のる[#「のる」に傍線]と言ふのは、代宣者を神と同格に見て言ふ語であつた。我が国の文献時代には、まつる[#「まつる」に傍線]は既に世の中を自由にする・献る・鎮魂する・定期に来臨する神を待つて楽舞を行ふ、と言つた用語例が出来て居り、神意による公事を行ふと言ふ義は、古伝の詞章の上に固定して残つてゐたのらしい。古い祭事には「まつり」をつけて言はないのが多いのも、まつり[#「まつり」に傍線]の範囲が広かつたからである。私は「待つ・献《マ》つ・兆《マチ》」などから出たものと考へてゐた事もあるが、其等は第二義にも達せぬ遅れたものであつた。「……まつる」と文尾に始終つく処へ、まつろふ[#「まつろふ」に傍線]の聯想が加つて、自卑の語法となつて来たのだ。
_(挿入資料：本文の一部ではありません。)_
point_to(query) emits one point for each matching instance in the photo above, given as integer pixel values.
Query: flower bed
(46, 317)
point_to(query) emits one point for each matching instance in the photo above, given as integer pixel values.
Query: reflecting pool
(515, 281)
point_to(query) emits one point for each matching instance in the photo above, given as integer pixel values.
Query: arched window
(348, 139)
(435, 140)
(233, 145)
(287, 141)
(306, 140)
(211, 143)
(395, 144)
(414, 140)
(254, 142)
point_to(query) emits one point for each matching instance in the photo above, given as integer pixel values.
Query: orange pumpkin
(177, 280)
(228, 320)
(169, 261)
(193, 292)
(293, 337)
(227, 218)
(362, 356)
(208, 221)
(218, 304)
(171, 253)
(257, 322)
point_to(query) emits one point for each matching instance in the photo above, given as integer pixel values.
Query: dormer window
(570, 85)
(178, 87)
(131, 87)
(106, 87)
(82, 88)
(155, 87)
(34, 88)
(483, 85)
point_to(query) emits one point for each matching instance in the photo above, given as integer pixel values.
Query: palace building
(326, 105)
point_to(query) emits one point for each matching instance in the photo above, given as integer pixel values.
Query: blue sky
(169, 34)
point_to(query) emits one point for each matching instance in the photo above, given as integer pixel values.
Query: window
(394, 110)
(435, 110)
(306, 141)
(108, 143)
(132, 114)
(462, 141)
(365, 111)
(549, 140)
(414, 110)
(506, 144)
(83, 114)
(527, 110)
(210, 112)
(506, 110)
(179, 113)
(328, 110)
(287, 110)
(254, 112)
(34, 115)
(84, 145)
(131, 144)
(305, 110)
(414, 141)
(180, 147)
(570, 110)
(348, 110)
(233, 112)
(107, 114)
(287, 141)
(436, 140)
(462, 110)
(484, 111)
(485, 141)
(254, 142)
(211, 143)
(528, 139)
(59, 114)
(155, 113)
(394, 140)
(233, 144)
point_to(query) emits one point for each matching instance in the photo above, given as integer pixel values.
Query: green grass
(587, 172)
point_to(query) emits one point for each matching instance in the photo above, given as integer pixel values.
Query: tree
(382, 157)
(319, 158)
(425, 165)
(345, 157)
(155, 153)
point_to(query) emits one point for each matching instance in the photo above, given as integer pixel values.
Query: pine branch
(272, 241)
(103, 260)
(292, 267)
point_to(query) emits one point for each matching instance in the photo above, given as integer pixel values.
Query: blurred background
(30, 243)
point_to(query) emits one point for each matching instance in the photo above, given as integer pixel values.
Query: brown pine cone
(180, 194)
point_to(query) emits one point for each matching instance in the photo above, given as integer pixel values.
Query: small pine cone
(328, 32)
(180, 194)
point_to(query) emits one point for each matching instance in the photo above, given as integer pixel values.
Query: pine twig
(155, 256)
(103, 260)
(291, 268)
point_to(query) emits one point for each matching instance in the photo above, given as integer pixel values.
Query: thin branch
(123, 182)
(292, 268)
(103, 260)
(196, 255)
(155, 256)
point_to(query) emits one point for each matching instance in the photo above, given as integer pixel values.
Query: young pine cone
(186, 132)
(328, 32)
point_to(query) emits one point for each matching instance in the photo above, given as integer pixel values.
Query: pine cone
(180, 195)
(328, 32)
八百稲千稲にひき据ゑおきて、秋祭爾奉〔牟止〕…参聚群《マヰウゴナハ》りて…たゝへ詞|竟《ヲ》へまつる……(龍田風神祭)
この「秋祭」は、今言ふ「秋祭り」ではなく、秋の献りものとして奉らむと言ふ意であらう。此などになると、覆奏・奏覧などの義から遠のいて、献上すると言ふ事になつてゐる。かうして、祭りが、幣帛其他の献上物を主とするものゝ様に考へられて来て、まつり[#「まつり」に傍線]・まつりごと[#「まつりごと」に傍線]に区別を考へ、公事の神の照覧に供へる行事を政といひ、献上物をして神慮を和《ナゴ》め、犒《ネギラ》ふ行事としてまつり[#「まつり」に傍線]を考へわけたのではなかつたらうか。